Another potential complication is hard to get at philosophically, but it could be described as “the AIs will have something analogous to free will”. Specifically, they will likely have a process where the AI can learn from experience, and resolve conflicts between incompatible values and goals it already holds.
If this is the case, then it’s entirely possible that the AI’s goals will adjust over time, in response to new information, or even just thanks to “contemplation” and strategizing. (AIs that can’t adjust to changing circumstances and draw their own conclusions are unlikely to compete with other AIs that can.)
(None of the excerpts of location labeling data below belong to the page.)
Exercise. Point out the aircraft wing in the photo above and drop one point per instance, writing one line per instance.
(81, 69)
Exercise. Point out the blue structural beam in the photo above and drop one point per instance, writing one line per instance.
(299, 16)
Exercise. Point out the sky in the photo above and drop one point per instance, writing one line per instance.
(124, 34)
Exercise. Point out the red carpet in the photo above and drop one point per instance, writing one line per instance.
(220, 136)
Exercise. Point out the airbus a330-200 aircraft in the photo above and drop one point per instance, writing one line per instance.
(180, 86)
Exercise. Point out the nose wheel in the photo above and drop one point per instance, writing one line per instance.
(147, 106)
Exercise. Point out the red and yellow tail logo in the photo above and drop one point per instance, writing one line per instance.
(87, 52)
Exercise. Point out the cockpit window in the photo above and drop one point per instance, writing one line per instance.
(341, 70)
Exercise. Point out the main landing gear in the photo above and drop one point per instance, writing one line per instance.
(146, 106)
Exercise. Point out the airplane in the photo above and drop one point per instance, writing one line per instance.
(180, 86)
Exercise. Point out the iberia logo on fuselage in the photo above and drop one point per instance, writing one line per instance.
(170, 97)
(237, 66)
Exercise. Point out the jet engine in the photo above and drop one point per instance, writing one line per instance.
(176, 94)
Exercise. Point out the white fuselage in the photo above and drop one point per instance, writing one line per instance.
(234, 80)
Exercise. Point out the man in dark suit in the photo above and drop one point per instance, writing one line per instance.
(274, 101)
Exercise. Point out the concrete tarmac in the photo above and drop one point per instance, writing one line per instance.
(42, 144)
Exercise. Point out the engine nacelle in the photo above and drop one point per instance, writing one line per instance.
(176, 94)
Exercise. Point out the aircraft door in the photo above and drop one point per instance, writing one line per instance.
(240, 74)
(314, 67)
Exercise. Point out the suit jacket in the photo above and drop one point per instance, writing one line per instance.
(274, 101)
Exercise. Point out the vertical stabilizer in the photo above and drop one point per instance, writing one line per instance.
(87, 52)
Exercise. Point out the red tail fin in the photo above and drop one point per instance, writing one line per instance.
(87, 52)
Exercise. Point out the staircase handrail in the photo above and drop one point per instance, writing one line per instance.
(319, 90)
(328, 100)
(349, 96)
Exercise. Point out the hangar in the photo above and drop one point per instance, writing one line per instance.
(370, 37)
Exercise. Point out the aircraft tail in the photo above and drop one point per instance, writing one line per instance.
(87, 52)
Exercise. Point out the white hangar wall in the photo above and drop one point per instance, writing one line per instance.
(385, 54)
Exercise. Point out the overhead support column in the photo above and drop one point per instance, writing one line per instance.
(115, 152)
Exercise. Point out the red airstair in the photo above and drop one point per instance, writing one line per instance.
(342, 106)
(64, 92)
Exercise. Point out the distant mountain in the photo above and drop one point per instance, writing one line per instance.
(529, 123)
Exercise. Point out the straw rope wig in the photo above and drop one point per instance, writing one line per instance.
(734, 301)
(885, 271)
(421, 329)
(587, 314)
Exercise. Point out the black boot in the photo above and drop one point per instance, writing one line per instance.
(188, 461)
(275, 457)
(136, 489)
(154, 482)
But if the AI’s values and goals can be updated, then ensuring even vague alignment gets even harder.
Just for fun, I’ve been arguing with the AI that “We’re probably playing Russian roulette with 5 chambers loaded, not 6. This is still a very dumb idea and we should stop.” The AI is very determined to convince me that we’re playing with 6 chambers, not 5.
The primary outcomes of this process have been to remind me:
Why I don’t “talk” to LLMs about anything except technical problems or capability evals. “Talking to LLMs” always winds up feeling like “Talking to the fey”. It’s a weird alien intelligence with unknowable goals, and mythology is pretty clear that talking to the fey rarely ends well.
Why I don’t talk to cult members. “Yes, yes, you have an answer to everything, and a completely logical reason why I should believe in our Galatic Overlord Unex. But my counter argument is: No thank you, piss off.[1]”
Ironically, why I really should be concerned about LLM persuasiveness. The LLM is more interested in regurgitating IABIED at me than it is in convincing me. And yet it’s still pretty convincing. If it were better at modeling my argument, it could probably be very convincing.
So an impressive effort, and an interesting experiment. Whether it works, and whether it is a good thing, are questions to which I don’t have an immediate answer.
G.K. Chesterton, in Orthodoxy: “Such is the madman of experience; he is commonly a reasoner, frequently a successful reasoner. Doubtless he could be vanquished in mere reason, and the case against him put logically. But it can be put much more precisely in more general and even æsthetic terms. He is in the clean and well-lit prison of one idea: he is sharpened to one painful point. He is without healthy hesitation and healthy complexity.”